Como ya imaginarán, algo salió mal. Llegó el día del esperado último suspiro y Pin respiró. Una y otra vez, y no había indicios claro de que fuese a dejar de hacerlo. Pin desesperó agitado por la invasión de vida que sentía y por sentirse equivocadamente resucitado de entre los muertos. Su crisis existencial tuvo que enfrentar un problema bastante más mundano: no tenía más plata para el hotel, para nada en realidad. Tenía que volver a Argentina, pero no tenía los medios.

La leyenda cuenta que en una noche negra de violenta tormenta, mientras el Sena refunfuñaba y se agitaba con fiereza, Pin apostó con su vida un pasaje de vuelta: si lograba cruzar el río se ganaría el regreso. (Quienes hayan ido a París y hayan visto el Sena podrán decir que esta proeza no es gran cosa, pero bueno las historias familiares no están exentas de cierta épica y dramatismo.)

Cansado y agitado, Pin llegó a la otra orilla —algunos agregan que lo hizo con cierta frustración—.

A su vuelta al país fue a ver a otro médico para que le diga cuánto le quedaba de vida. Para su sorpresa, no tenía nada. ¿Qué había ocurrido?

No fue recibido por su familia con el amor que Rembrandt inmortalizó. Pobre, sin trabajo y distanciado de su familia, Pin acudió a su hermano y le ofreció ser puestero en uno de sus campos. El hermano aceptó.

A los pocos días que se instaló en un puesto de mala muerte cerca del Salado, Pin comenzó a mostrar visibles signos de deterioro psíquico. No se bañaba, gritaba a los niños, la casucha entró en un proceso de declive que nunca terminaría, usaba la ropa hasta que esta se rompía y su expresión cambió: sus ojos se tornaron crípticos. Algunos, con un poco de saña, dicen que por las noches paseaba y rasqueteaba con un palo los postigos de la casa principal para asustar a los pichones de la familia.

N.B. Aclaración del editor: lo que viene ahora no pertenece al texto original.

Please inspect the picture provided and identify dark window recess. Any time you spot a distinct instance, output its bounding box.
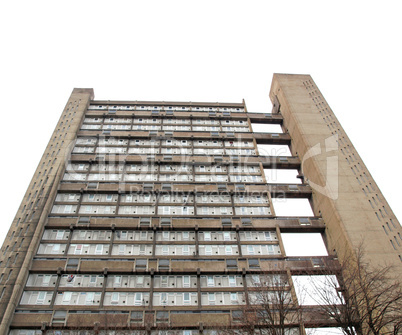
[135,259,148,271]
[218,184,226,191]
[52,311,67,324]
[160,218,172,227]
[143,184,154,190]
[156,311,169,322]
[222,218,232,227]
[241,218,253,227]
[236,184,246,191]
[77,216,91,224]
[130,311,144,322]
[226,259,237,269]
[159,259,170,271]
[248,258,260,268]
[88,183,98,189]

Recuerdan que por momentos tenía buenos gestos, pasaba a saludar y se quedaba conversando con los que estaban en la casa principal. Muchas de esas veces, se daban cuenta que mientras hacían otra cosa Pin les había robado el asado.

Pasaron muchos años hasta que murió. Solo y tirado en el puesto que lo acogió durante lo que duró su resurrección no deseada. Tampoco se supo con claridad qué fue lo que pasó, tan incierto hoy como la enfermedad.

Me quedan en el tintero muchas dudas y preguntas: ¿se volvió loco al sanar o siempre lo estuvo?, ¿el desenfreno lo curó o lo enloqueció?, ¿hubo una enfermedad original?, ¿habrá arrebatado al destino la definición del día de su muerte? Y si no lo hizo, ¿habrá sido consciente cuando estaba por morir? ¿habrá deseado vivir el momento previo a su verdadero último respiro?

La extraña historia de Pin es recordada de diferentes maneras: como una mágica sanación, el nacimiento de la locura y, la que más me seduce, la del hombre que eligió vivir cuando creyó que moriría, y murió al descubrir que viviría.